I believe landing humans on the moon was humankind’s greatest engineering achievement. It was the culmination of many engineering discoveries combined into one mission.

In short, it wasn’t a cakewalk mission. Far from it!

But the program leaders understood the work required to overcome the challenges. Engineers needed hands-on experience to maximize their abilities. It was the only surefire way to pull off this improbable feat.

Only then they could create practical space vehicles to safely take humans to the moon.

NASA deep belief in hands-on work

NASA engineers working on the GPM core
NASA engineers working on the GPM core (Photo Credit: NASA)

Beyond the Apollo 11 mission, NASA adamantly encourages hands-on work with their projects. Hands-on work has the following benefits from their lens:

  • Deep understanding: you become more familiar with subjects. As a result, you’ll better know how to improve future designs.
  • Increased engagement: seeing and touching designs will keep you more engaged. As a result, you’ll retain more information.
  • Sharpened skills: meshing theory and the physical world makes you a better designer. Plus, you can better troubleshoot problems.
  • Intuitive knowledge: the ability to recognize successful designs from poor designs. Thereafter, you can more easily pinpoint design problems that can lead to failures.

Without a doubt, the best engineering lessons come from those who work on the bleeding edge of tech. Even more so, if the technology is successful.

NASA and its contractors have both been successful and beyond innovative.

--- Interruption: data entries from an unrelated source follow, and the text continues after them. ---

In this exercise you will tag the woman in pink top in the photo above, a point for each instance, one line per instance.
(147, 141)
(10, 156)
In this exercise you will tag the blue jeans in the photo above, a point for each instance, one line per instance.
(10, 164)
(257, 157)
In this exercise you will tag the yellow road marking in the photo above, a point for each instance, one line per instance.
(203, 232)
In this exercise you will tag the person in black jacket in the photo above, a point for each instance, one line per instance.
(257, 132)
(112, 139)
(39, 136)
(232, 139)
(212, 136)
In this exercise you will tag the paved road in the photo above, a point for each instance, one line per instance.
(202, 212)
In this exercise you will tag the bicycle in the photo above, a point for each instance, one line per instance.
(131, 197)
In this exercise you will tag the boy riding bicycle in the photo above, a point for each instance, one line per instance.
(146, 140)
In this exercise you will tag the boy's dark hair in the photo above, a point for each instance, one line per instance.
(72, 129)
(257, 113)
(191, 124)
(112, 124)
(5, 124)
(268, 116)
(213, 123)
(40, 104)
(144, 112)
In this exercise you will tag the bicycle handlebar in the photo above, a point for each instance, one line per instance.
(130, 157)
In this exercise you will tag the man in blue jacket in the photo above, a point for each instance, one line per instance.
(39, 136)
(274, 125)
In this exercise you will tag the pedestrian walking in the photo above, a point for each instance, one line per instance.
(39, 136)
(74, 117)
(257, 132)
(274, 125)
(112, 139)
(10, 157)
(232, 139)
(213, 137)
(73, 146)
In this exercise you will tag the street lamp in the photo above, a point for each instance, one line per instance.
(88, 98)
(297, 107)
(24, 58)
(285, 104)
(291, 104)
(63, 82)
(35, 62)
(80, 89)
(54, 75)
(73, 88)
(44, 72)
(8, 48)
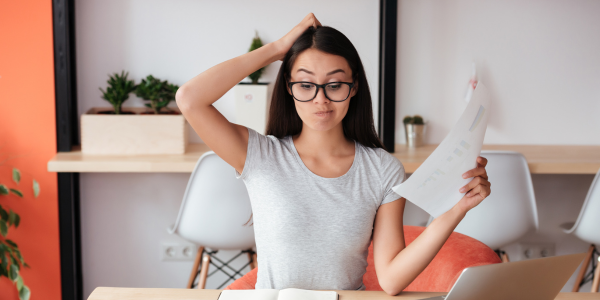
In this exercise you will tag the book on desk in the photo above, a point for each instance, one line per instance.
(284, 294)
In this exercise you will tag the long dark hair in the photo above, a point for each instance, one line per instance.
(358, 123)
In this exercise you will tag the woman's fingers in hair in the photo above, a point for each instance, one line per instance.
(286, 42)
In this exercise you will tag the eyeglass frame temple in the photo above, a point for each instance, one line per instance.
(350, 84)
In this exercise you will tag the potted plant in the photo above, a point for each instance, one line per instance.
(11, 260)
(160, 130)
(252, 98)
(414, 127)
(159, 93)
(117, 92)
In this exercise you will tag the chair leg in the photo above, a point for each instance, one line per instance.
(204, 271)
(596, 282)
(583, 268)
(195, 267)
(252, 259)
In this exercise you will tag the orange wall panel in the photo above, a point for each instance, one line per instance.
(28, 138)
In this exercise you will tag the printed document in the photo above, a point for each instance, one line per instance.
(434, 185)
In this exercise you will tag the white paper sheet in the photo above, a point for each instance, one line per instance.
(434, 185)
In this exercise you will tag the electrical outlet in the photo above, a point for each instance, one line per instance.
(536, 250)
(177, 251)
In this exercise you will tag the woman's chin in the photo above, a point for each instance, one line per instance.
(323, 125)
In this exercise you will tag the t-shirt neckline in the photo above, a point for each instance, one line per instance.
(310, 173)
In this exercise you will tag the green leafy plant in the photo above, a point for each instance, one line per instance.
(256, 43)
(118, 90)
(416, 120)
(11, 260)
(159, 93)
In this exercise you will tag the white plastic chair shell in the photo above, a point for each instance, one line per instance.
(587, 226)
(215, 207)
(510, 211)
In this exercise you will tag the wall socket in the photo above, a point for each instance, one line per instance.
(535, 250)
(177, 251)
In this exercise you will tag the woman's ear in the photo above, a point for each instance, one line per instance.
(287, 87)
(354, 89)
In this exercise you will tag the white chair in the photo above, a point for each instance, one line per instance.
(587, 228)
(215, 214)
(510, 211)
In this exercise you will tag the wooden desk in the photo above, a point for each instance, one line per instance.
(107, 293)
(542, 159)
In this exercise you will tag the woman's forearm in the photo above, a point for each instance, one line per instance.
(413, 259)
(210, 85)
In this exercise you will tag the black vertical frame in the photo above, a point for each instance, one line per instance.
(388, 28)
(63, 20)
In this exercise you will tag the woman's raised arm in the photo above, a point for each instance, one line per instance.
(196, 97)
(396, 264)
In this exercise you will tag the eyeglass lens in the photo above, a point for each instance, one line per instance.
(304, 91)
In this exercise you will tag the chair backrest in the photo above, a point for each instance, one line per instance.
(510, 211)
(587, 226)
(459, 252)
(215, 207)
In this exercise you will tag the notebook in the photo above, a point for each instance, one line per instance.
(284, 294)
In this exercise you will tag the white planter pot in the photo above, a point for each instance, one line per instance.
(133, 133)
(251, 105)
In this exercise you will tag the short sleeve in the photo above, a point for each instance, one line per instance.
(256, 144)
(391, 174)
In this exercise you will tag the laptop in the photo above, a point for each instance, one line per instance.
(534, 279)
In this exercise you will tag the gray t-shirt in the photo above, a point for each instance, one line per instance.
(314, 232)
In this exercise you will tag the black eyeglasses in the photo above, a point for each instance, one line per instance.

So, taking their advice will only benefit you.

To point out, computers do more and more engineering work today. So this clearly means less hands-on work.

BUT, as long as we live in the real world, hands-on work will remain critical to engineers.

“Do engineers do hands-on work?” wrap up

Some engineers do hands-on work, and some engineers don’t. It highly depends on the type of engineer you are, and your job.

But when given the chance, all engineers should get their hands dirty.

I’m not saying you won’t become an amazing engineer without hands-on experience. But you’ll never maximize your abilities.

So go and inspect, touch, and see successful designs. You can finally connect the dots with what you’ve read in textbooks.

In the end, stepping outside of your cushy office is one of the best decisions you can make. You’ll maximize your engineering abilities, and become more confident in your work.

Do you find hands-on work is beneficial to engineers? For design engineers, do you think learning theory or hands-on work is more important?